Above shows an error in the dataset where one of the author's name is not maintained throughout the entirety of its occurrences. The code below fixes that issue. Code Credit: Arush Chillar

In [None]:
df.loc[df.Author == 'J. K. Rowling', 'Author'] = 'J.K. Rowling'

## Data Visualization and Insights

The package I will use for the data visualization of this dataset is "plotnine" which is based of "ggplot2" graphics package from R. I chose this package as I am more familiar with R Tidyverse ggplot2 data visualization over other common python modules.

In [None]:
%matplotlib inline
import numpy as np
from plotnine import *

For this section, it is important to see exactly what can be compared. The easiest way to accomplish this is when categorical data is provided, "Fiction" and "Non Fiction" in this case.

## Price

In [None]:
(
    ggplot(df, aes(x='Price', color='Genre', fill='Genre'))
    + geom_density(alpha=0.1)
    + geom_rug()
)

Above is a visual representation of the distribution of prices amongst the different genres. As you can see, both tend to have prices in the lower quarter of the price range, and is evidence towards lower prices being comensurate to higher sales.

In [None]:
(
    ggplot(df, aes(x='Genre', y='Price', color='Genre'))
    + geom_boxplot()
    + labs(x='Genre', y='Price')
)

The figure above shows that price is somewhat held the same between the two genres. However, statistical tests would be desirable to compare the two.

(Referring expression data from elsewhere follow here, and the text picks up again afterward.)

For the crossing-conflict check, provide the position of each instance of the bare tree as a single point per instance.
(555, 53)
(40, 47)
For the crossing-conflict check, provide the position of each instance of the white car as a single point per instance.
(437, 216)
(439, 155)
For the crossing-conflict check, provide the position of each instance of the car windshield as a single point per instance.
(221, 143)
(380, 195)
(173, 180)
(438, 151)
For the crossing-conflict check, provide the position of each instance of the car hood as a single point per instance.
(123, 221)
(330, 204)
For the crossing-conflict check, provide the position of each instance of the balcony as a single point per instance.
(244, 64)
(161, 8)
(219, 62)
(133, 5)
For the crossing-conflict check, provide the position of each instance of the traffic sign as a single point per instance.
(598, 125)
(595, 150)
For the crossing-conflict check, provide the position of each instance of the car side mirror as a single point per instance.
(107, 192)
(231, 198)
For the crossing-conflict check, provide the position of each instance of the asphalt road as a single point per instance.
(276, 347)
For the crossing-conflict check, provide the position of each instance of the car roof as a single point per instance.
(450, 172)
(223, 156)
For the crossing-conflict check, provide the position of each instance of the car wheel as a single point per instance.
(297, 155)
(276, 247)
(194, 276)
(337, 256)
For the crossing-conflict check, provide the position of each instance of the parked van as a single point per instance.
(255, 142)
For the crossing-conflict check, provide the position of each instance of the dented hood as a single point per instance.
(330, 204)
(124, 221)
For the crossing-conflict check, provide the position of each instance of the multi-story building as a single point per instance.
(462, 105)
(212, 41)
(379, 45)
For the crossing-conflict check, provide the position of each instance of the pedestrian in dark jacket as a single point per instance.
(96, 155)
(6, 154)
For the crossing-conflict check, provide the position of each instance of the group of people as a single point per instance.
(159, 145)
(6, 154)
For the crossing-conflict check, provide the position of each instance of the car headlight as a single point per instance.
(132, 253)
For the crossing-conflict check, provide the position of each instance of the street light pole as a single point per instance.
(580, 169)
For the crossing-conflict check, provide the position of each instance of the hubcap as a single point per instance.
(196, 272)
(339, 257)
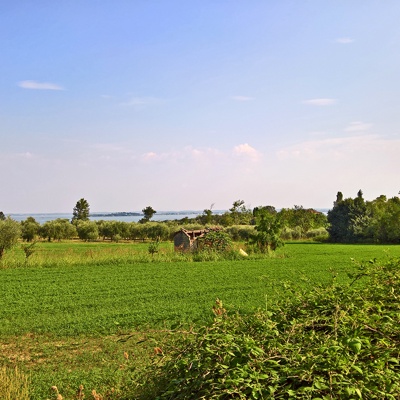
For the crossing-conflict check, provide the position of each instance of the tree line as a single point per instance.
(354, 220)
(351, 220)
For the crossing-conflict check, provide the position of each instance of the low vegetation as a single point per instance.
(335, 342)
(93, 315)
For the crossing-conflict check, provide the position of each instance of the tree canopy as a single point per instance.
(81, 211)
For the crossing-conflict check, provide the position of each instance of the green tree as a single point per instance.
(266, 236)
(30, 228)
(81, 211)
(349, 219)
(238, 214)
(10, 232)
(57, 229)
(87, 230)
(148, 213)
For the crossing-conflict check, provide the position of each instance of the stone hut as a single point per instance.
(185, 240)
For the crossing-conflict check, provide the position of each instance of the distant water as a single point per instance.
(119, 216)
(110, 216)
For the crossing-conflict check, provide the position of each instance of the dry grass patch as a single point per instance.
(14, 384)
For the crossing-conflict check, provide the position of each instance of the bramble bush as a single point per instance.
(336, 342)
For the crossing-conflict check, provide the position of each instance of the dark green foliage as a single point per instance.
(336, 342)
(217, 241)
(87, 230)
(148, 213)
(266, 236)
(30, 229)
(302, 220)
(10, 232)
(81, 211)
(57, 229)
(357, 220)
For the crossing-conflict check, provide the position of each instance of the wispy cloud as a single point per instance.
(242, 98)
(39, 85)
(245, 150)
(344, 40)
(344, 148)
(143, 101)
(320, 102)
(358, 126)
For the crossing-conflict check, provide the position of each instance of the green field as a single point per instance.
(62, 321)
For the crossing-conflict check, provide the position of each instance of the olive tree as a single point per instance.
(81, 211)
(148, 213)
(10, 232)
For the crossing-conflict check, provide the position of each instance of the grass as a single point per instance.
(13, 384)
(75, 310)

## Price Statistical Tests

In [None]:
from scipy import stats

There are several things to consider when choosing which test to use in a comparison of means between these two groups. I want to utilize a t-test to carry out the mean comparison, however the data here does not meet the normality assumption. 

The first step to take is to log transform the data and see if that helps us meet the assumption of normality necessary to avoid Type 1 errors.

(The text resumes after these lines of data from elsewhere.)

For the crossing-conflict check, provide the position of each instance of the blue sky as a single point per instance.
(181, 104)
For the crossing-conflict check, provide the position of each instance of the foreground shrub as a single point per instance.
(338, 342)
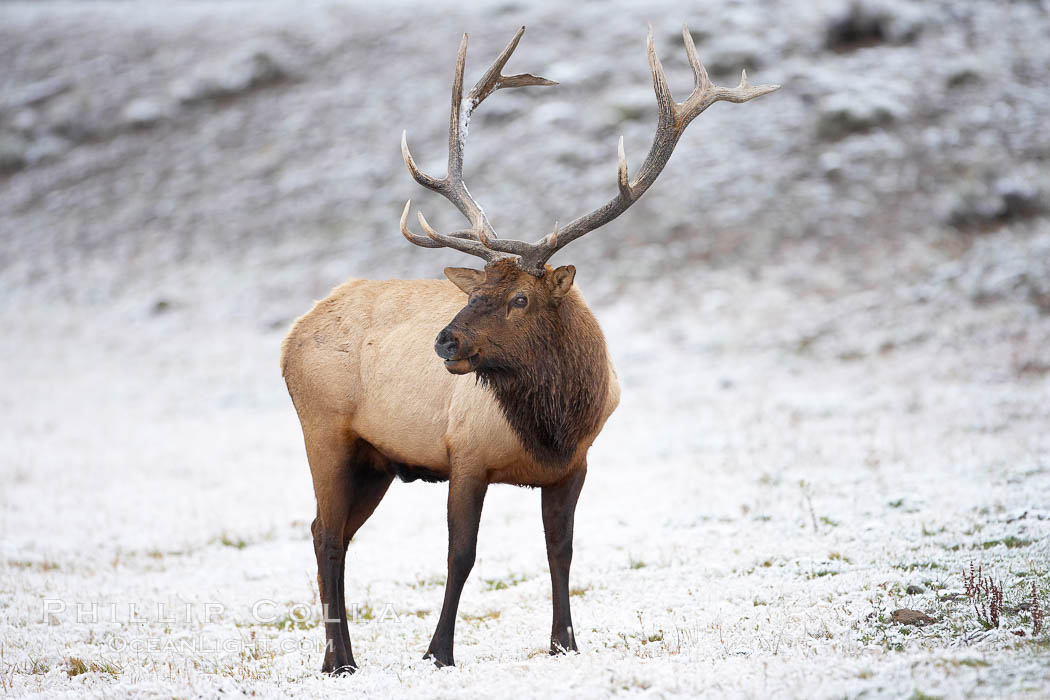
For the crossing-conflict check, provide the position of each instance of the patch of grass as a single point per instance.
(1009, 543)
(46, 565)
(919, 695)
(292, 621)
(79, 666)
(920, 565)
(655, 636)
(502, 584)
(490, 615)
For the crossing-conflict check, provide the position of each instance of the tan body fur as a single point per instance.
(361, 365)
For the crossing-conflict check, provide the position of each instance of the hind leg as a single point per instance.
(348, 487)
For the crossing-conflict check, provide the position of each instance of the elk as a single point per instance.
(376, 404)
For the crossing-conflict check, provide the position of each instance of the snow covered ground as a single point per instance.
(831, 318)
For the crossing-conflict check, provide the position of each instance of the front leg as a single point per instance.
(466, 494)
(559, 509)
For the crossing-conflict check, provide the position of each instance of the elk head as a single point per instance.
(513, 303)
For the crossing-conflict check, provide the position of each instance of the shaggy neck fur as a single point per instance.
(553, 393)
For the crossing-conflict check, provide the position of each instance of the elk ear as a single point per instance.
(465, 278)
(561, 281)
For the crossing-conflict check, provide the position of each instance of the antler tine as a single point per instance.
(424, 241)
(481, 239)
(672, 120)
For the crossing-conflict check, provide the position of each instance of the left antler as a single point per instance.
(477, 240)
(674, 117)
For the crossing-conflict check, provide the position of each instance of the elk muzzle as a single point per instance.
(458, 353)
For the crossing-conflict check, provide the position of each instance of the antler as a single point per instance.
(480, 239)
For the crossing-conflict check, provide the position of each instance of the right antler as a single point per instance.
(452, 186)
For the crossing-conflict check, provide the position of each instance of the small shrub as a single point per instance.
(985, 595)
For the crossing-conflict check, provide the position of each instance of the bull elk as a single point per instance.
(375, 403)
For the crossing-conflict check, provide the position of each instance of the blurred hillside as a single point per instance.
(253, 147)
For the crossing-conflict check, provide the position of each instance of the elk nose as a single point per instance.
(446, 345)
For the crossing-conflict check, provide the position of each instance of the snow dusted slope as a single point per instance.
(831, 318)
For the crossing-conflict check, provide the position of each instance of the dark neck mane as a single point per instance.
(554, 397)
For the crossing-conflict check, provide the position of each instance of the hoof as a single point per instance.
(344, 670)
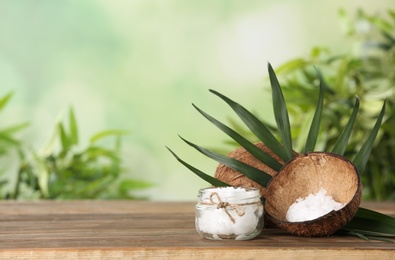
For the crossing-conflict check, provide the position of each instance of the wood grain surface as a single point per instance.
(160, 230)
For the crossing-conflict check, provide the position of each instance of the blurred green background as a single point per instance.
(137, 65)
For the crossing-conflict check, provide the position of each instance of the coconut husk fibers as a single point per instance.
(235, 178)
(305, 175)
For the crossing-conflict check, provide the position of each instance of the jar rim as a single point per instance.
(229, 194)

Before carrying out the transformation I will first make a separate dataset of the price data.

In [None]:
price_data = df[['Genre', 'Price']]
price_data.head()

### Log Transformation

In [None]:
price_data = price_data.iloc[:,1].transform(func = lambda x : np.log(x))

In [None]:
df['Price_Log'] = price_data

In [None]:
df.iloc[42]

Notice the result of the log transformation on this data. A fix must be introduced in order to avoid taking the log of the zero price value.

In [None]:
(
    ggplot(df, aes(x='Price_Log', color='Genre', fill='Genre'))
    + geom_density(alpha=0.1)
    + geom_rug()
)

Once the skewed data is log transformed it resembles what one would expect to see in a normally distributed dataset. Furthermore, this transformed data can be utilized to perform statistical tests which assume data normality.

## User Rating

In [None]:
(
    ggplot(df, aes(x='User Rating', color='Genre', fill='Genre'))
    + geom_density(alpha=0.1)
)

The distribution of User Rating is what one would expect from a list of "best sellers" as they are highly contained within the 4 to 5 star rating.